The Power of the Right Software Licensing & Pricing Models
One of the inherent dichotomies for software vendors exploring new pricing models is: Who do you talk to? The common response is “Discuss this with your existing customers – they know best” There’s only one problem with that. Your existing customers have already most likely validated your current licensing processes – via the act of purchasing your software. To put it another way, when they looked at your pricing and licensing models they most likely found them to be agreeable enough (or at least not a big enough impediment) to moving forward.
The risk then as you explore new software licensing and pricing models is that you poll your existing customers only. While they’re an important constituent they should not be the only constituent. You need to look at the potential customers who did not buy your solution. Find out why they decided to go in another direction.
Easier said than done of course. If you’re the incumbent or a very large player in your space there might be another way you can go about finding some of these answers. What are the smaller more nimble competitors doing? Too often large incumbent’s immediate reaction is to dismiss much smaller competitors as “low price leaders” picking up the scraps. Even if there is truth to that you might be missing some important data points. Firstly, start ups/new companies typically don’t have legacy pricing structures or SOX compliance issues. That fact, combined with the need to utilize their nimbleness to offset your entrenched position, means that they can listen and react much more effectively to their prospects.
If your small start up simply mirrors your licensing and pricing strategies then you’re either on the right track or they’re not very imaginative.
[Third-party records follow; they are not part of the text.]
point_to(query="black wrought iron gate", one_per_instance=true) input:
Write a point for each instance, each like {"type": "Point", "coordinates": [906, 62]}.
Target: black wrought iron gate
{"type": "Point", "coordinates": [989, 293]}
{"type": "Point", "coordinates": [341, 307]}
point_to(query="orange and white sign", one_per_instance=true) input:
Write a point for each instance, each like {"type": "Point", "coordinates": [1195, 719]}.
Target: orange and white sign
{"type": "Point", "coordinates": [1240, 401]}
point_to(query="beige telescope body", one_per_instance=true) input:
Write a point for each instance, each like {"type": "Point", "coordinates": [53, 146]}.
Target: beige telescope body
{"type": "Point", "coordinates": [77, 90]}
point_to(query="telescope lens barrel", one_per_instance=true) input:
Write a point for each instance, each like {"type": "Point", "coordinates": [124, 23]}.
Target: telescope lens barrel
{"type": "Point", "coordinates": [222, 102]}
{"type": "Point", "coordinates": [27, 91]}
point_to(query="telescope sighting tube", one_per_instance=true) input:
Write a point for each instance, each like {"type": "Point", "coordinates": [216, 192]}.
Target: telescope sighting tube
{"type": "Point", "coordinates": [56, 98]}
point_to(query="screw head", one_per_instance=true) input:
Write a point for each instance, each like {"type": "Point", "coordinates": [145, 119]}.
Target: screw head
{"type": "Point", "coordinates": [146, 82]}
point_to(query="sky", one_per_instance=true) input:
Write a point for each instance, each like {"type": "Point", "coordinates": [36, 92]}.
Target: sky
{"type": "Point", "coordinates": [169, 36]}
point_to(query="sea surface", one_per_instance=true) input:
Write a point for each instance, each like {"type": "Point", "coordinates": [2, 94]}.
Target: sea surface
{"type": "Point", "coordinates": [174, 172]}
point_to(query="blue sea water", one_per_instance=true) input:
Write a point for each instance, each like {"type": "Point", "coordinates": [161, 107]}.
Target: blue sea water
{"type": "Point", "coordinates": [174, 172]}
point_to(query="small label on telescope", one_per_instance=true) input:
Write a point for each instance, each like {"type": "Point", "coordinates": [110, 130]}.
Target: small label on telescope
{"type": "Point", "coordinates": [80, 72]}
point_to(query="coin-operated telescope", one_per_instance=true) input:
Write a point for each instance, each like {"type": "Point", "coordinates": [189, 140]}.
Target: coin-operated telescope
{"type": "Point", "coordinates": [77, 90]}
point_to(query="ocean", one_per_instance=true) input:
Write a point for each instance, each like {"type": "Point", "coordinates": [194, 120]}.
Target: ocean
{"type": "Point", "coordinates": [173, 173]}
If however, they’re pricing and delivering it in a significantly different fashion to you and they’re starting to build a customer base you might have the answer you need right there.
As an example from a few years back, I once knew a large company that dismissed a start up because it priced a product at 50% of their established product. The sales manager for the team that lost those deals dug a little deeper and called the prospects that they had lost. It turns out price was not the issue. The smaller company allowed them to download the application with no question, utilize a 30 day key and then buy the solution in 1 – 4 modules. The larger company had no ESD, only allowed a 30 day key upon stringent sales qualification and wouldn’t modularize their pricing model. This sales manager said “By the time we showed up we were really almost selling against an incumbent” – which every one knows is a more difficult sale.
Again, the message is that some navel gazing is helpful. However, ensure that you look outside your known universe as chances are there are telltale signs in the marketplace for where your customers want you to go.